From $∆\mathrm{ }\mathrm{OCP},\mathrm{ }\mathrm{x}\mathrm{ }=\mathrm{ }\mathrm{r}\mathrm{ }\tan \mathrm{ }\mathrm{\theta }$

$\therefore \mathrm{ }\mathrm{dx}\mathrm{ }=\mathrm{ }\mathrm{r}\mathrm{ }{\sec }^2\mathrm{\theta }\mathrm{ }\mathrm{d\theta }$ 

$\mathrm{Now},\mathrm{ }{\mathrm{r}}^2 +\mathrm{ }{\mathrm{x}}^2 =\mathrm{ }{\mathrm{r}}^2 +\mathrm{ }{\mathrm{r}}^2\mathrm{ }\tan { }^2\mathrm{ }\mathrm{\theta }\mathrm{ }=\mathrm{ }{\mathrm{r}}^2 (1+\mathrm{ }{\tan }^2 \mathrm{\theta })\mathrm{ }=\mathrm{ }{\mathrm{r}}^2 {\sec }^2 \mathrm{\theta }$

From equation (1), we have 

$\mathrm{dE}\text{'} =\mathrm{ }\frac{\mathrm{\lambda }\mathrm{ }\mathrm{r}\mathrm{ }{\sec }^2\mathrm{\theta }\mathrm{ }\mathrm{d\theta }}{4{\mathrm{\pi \epsilon }}_{\mathrm{o}}{\mathrm{r}}^2\mathrm{ }{\sec }^2\mathrm{\theta }}\cos \mathrm{ }\mathrm{\theta }$ 

$\Rightarrow \mathrm{ }\mathrm{dE}\text{'} =\mathrm{ }\frac{\mathrm{\lambda }}{4{\mathrm{\pi \epsilon }}_{\mathrm{o}}\mathrm{ }\mathrm{r}\mathrm{ }}\mathrm{ }\cos \mathrm{ }\mathrm{\theta }\mathrm{ }\mathrm{d\theta }$ 

Since the wire has infinite length, it’s ends A and B are infinite distances apart. 
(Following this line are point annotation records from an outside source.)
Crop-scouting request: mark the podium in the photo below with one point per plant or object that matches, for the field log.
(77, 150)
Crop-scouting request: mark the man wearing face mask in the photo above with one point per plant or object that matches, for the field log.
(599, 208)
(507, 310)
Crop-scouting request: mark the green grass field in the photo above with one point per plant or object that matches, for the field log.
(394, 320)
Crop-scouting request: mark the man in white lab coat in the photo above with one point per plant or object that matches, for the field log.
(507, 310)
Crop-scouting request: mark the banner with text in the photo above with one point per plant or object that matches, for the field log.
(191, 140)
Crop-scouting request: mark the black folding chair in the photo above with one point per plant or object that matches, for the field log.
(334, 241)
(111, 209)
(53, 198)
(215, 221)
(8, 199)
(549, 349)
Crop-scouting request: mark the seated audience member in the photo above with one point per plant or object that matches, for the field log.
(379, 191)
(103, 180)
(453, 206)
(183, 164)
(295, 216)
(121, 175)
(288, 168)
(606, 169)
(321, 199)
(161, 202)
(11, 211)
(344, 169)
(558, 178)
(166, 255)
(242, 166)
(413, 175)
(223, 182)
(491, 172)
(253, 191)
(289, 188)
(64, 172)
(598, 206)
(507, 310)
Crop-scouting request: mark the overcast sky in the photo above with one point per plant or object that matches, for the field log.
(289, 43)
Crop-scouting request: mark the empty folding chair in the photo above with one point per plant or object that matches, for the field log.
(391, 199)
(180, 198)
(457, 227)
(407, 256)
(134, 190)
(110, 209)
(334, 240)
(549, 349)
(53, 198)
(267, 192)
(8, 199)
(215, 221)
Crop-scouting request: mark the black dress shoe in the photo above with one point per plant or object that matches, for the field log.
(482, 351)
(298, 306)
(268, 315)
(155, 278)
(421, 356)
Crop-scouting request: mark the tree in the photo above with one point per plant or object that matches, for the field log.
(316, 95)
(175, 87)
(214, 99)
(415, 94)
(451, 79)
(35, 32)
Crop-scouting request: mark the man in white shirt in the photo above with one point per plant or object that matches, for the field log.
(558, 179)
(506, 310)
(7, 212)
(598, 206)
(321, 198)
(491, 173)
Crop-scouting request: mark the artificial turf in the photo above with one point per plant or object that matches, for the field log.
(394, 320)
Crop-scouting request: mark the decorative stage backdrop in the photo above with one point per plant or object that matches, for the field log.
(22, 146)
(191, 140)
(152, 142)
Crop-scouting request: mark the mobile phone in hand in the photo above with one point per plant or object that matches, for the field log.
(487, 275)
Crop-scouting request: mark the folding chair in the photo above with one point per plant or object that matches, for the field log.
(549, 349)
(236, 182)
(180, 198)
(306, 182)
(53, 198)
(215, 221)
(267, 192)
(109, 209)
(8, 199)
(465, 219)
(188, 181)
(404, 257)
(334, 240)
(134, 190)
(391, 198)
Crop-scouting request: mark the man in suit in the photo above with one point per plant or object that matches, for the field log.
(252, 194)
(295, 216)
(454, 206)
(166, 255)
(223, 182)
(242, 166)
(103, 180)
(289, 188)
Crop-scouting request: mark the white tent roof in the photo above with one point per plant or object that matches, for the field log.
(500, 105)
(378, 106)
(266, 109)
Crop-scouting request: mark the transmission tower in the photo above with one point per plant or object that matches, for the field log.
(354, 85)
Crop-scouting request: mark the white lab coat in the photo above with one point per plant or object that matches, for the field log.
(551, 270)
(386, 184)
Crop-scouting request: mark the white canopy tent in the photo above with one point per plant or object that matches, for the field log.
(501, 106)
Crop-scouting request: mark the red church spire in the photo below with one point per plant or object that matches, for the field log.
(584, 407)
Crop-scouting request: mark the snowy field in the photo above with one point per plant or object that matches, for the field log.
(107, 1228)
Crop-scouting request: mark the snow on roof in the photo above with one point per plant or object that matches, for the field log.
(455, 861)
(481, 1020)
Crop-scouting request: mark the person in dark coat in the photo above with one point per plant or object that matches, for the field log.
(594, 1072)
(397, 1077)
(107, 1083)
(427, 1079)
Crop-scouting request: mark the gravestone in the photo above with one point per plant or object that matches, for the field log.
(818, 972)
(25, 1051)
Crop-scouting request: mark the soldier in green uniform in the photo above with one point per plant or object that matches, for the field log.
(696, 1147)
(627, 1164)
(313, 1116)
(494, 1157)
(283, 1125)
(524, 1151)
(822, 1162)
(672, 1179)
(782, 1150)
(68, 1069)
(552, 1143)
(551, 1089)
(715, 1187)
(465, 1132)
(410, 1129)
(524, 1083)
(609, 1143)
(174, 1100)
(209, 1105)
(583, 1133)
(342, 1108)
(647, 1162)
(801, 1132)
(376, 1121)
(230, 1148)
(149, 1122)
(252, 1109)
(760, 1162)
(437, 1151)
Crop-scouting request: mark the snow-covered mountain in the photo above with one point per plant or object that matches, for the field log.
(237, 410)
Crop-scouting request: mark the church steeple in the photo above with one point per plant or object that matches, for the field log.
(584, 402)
Therefore, $\mathrm{\theta }$ varies from $-\frac{\mathrm{\pi }}{2}\mathrm{to} +\frac{\mathrm{\pi }}{2}$

So, Electric Intensity at P due to the whole wire is given by, 

      $\mathrm{E}\text{'} ={\int }_{-\frac{\mathrm{\pi }}{2}}^{+\frac{\mathrm{\pi }}{2}}\frac{\mathrm{\lambda }}{4{\mathrm{\pi \epsilon }}_{\mathrm{o}}\mathrm{ }\mathrm{r}\mathrm{ }}\cos \mathrm{ }\mathrm{\theta }\mathrm{ }\mathrm{d\theta }$ 

$\Rightarrow \mathrm{ }\mathrm{E}\text{'} =\mathrm{ }\frac{\mathrm{\lambda }}{4{\mathrm{\pi \epsilon }}_{\mathrm{o}}\mathrm{ }\mathrm{r}\mathrm{ }}{\left[\sin \mathrm{ }\mathrm{\theta }\right]}_{-\frac{\mathrm{\pi }}{2}}^{+\frac{\mathrm{\pi }}{2}}$ 

         $=\mathrm{ }\frac{\mathrm{\lambda }}{2{\mathrm{\pi \epsilon }}_{\mathrm{o}}\mathrm{ }\mathrm{r}\mathrm{ }}$, is the required electric field intensity.